Gatwick Airport is limiting its number of flights this week due to an exceptional shortage of air-traffic controllers, caused partly by Covid infections.
The airport this week imposed a daily 800-flight limit from Monday until Sunday affecting departures and arrivals.
The decision has led to the cancellation of 29 flights on Wednesday, 40 on Thursday, 65 on Friday and 30 next Monday, the London airport said.
Tuesday and Saturday are not scheduled to be affected by the restrictions, which were imposed because 30 per cent of the airport's National Air Traffic Service (Nats) control tower staff are unavailable for a variety of medical reasons, including Covid-19.
A spokeswoman for Gatwick told The National the plan was for flights to be cancelled proportionately between airlines.
But Ryanair said it will not be cancelling any flights and called on the Civil Aviation Authority (CAA) to "immediately intervene" and protect passengers from further disruptions.
The budget airline said in a statement: "Ryanair pays Nats almost €100 million per annum for an ATC service that is repeatedly short staffed and which, on 28th August, collapsed completely causing the cancellation of over 2,000 flights (over 360,000 passengers) and long delays to more than 5,000 flights (900,000 passengers).
"This shambles has been followed with more flight disruptions at Gatwick Airport on six separate occasions over the past four weeks and now Gatwick Airport is imposing a daily cap of 800 flights until Monday 2 Oct and asking airlines to cancel flights, which Ryanair will not be doing."
London Gatwick chief executive Stewart Wingate called the cap “a difficult decision” but said the limit was needed to create “reliable flight programmes” amid continuing work with Nats to “build resilience in the control tower”.
Passengers took to social media overnight to complain, with one saying they had suffered a delay after landing due to “Gatwick staff not opening doors”.
Others said their flights had been affected by repeated delays.
“Going out to Tenerife – four-hour delay and then plane cancelled while sitting on the plane, next day three-hour delay!
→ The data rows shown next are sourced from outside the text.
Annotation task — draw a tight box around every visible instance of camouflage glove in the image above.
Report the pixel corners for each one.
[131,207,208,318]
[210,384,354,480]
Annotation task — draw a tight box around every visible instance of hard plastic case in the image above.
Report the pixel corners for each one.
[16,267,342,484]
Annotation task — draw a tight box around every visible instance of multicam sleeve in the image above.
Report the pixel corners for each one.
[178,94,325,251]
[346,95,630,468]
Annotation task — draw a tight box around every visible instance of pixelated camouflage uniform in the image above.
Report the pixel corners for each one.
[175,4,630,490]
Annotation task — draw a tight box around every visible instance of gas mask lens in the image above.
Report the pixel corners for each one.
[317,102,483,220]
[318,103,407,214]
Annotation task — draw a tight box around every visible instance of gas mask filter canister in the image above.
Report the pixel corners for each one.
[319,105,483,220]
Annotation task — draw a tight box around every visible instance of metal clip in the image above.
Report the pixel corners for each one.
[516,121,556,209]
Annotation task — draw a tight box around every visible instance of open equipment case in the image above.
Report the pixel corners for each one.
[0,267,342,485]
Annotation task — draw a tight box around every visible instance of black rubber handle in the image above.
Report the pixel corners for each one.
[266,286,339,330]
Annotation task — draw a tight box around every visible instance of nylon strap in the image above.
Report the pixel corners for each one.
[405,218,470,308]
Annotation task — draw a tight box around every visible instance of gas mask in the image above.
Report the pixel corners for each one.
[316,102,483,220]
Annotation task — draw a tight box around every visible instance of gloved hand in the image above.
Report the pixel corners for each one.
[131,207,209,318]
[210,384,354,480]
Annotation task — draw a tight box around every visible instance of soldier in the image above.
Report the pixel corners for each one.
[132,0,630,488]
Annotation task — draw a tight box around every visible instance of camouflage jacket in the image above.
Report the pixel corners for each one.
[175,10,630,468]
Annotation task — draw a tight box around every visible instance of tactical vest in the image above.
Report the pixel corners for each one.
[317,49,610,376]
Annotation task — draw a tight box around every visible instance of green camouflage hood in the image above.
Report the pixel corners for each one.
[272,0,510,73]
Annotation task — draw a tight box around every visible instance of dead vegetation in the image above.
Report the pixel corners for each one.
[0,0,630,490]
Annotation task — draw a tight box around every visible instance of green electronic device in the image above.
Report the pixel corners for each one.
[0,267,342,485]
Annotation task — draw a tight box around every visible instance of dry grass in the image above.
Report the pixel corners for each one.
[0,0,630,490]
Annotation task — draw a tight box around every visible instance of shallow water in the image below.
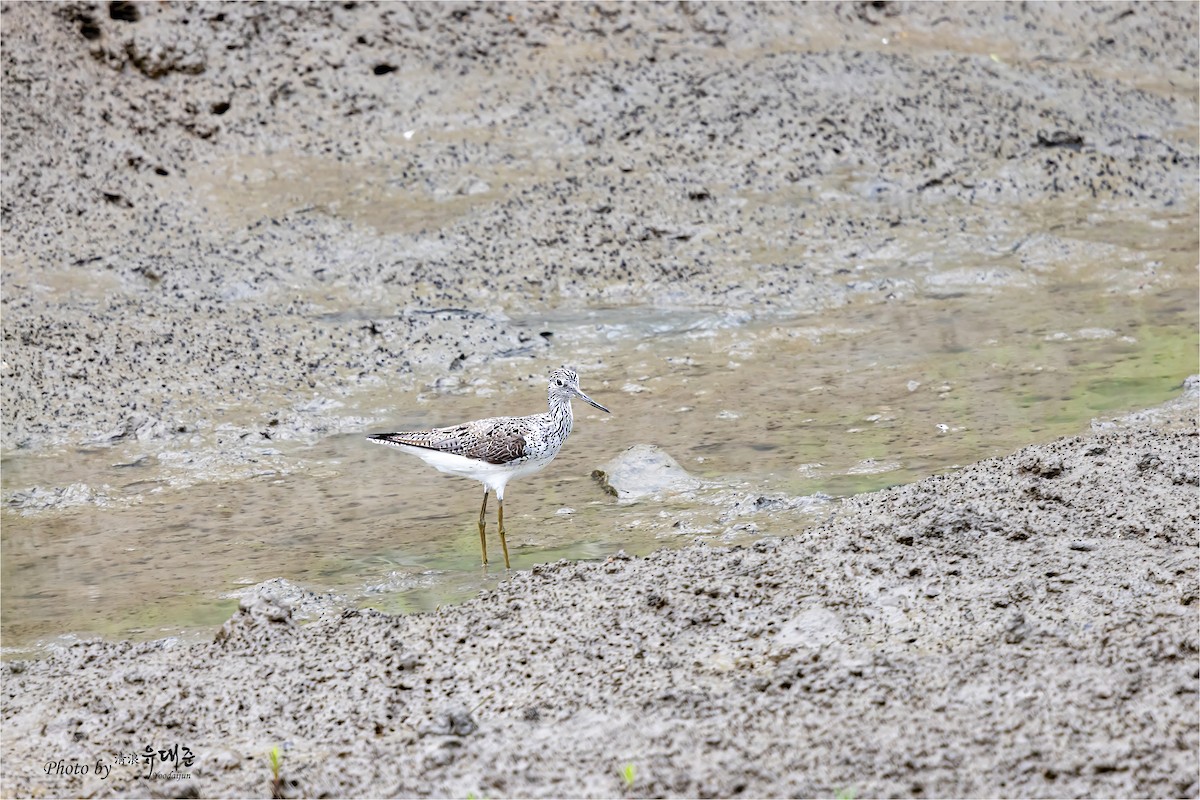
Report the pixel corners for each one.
[2,212,1198,657]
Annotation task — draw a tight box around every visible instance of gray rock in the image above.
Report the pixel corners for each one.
[592,445,702,500]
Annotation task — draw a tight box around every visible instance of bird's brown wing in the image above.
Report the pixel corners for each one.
[367,416,526,464]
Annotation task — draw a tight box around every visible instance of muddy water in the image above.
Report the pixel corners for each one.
[2,214,1198,656]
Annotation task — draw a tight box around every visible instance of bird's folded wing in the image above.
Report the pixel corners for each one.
[367,417,526,464]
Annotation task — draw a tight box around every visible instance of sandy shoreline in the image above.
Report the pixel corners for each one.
[0,2,1200,798]
[2,381,1200,796]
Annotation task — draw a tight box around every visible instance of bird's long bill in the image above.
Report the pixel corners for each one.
[575,389,612,414]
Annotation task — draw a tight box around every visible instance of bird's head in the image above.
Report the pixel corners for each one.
[548,367,611,414]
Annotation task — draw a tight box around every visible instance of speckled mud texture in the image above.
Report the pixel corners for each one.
[2,2,1198,447]
[2,392,1200,798]
[0,2,1200,798]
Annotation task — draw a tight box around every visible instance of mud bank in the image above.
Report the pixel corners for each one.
[2,391,1200,798]
[0,2,1198,450]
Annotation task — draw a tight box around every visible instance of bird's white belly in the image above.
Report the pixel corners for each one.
[392,444,557,499]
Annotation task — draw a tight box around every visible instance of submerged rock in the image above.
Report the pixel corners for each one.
[592,445,701,500]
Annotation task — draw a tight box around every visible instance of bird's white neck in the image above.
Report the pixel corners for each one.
[550,392,575,437]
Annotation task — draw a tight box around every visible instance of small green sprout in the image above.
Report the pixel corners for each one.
[266,745,283,800]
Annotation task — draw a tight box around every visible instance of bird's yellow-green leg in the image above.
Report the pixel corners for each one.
[479,487,488,566]
[498,498,510,570]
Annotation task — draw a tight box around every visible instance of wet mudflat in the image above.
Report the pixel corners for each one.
[0,4,1200,796]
Way back sat on the run away for two hours then took off then finally off plane gone 2am! Not impressed @Gatwick_Airport,” wrote the passenger.
“This has been a difficult decision but the action we have taken today means our airlines can fly reliable flight programmes, which gives passengers more certainty that they will not face last-minute cancellations,” Mr Wingate said.
“We are working closely with Nats to build resilience in the control tower and this decision means we can prevent as much disruptions as possible.
“London Gatwick would like to apologise to any passengers who have been impacted by these restrictions.”
Gatwick Airport through the years – in pictures
Nats apologised to passengers but said a variety of medical reasons meant “we cannot manage the number of flights that were originally planned for this week”.
“We have worked very closely with Gatwick airport throughout,” it said in a statement. "Given the levels of sickness we have experienced over the last few weeks we believe it is the responsible thing to do to limit the number of flights this week in order to reduce the risk of daily disruption to passengers using the airport.
“Our operational resilience in the tower will improve as our staff return to work and we move out of the summer schedule, which is particularly busy at Gatwick.
“We continue to train additional air-traffic controllers and expect another group to qualify to work in the tower over the coming months, ready for next summer.
“Even an experienced air-traffic controller takes at least nine months to qualify at Gatwick and very few are able to do so, as Gatwick is such a busy and complex air-traffic environment.”
About 1,500 flights serving airports across the UK were cancelled, with many others delayed, on August 28, a bank holiday and one of the busiest travel days of the year.
An initial inquiry by Nats found the problem was caused by its system failing to process a flight plan correctly.
“While it is regrettable that a temporary limit on capacity at Gatwick Airport is required, we believe that it is the right action by the airport so on the day cancellations and delays can be avoided,” said Johan Lundgren, chief executive of easyJet.
“Gatwick Airport and Nats now need to work on a longer-term plan so the resilience of ATC [air-traffic control] at Gatwick is improved and fit for purpose.
“Our call for a more wide-ranging review of Nats remains so the broader issues can be examined so it can deliver robust services to passengers now and in the future.”
A spokesman for the easyJet, which apologised for any inconvenience that was outside of its control, said affected passengers would be contacted as soon as possible and may be able to rebook or get a refund.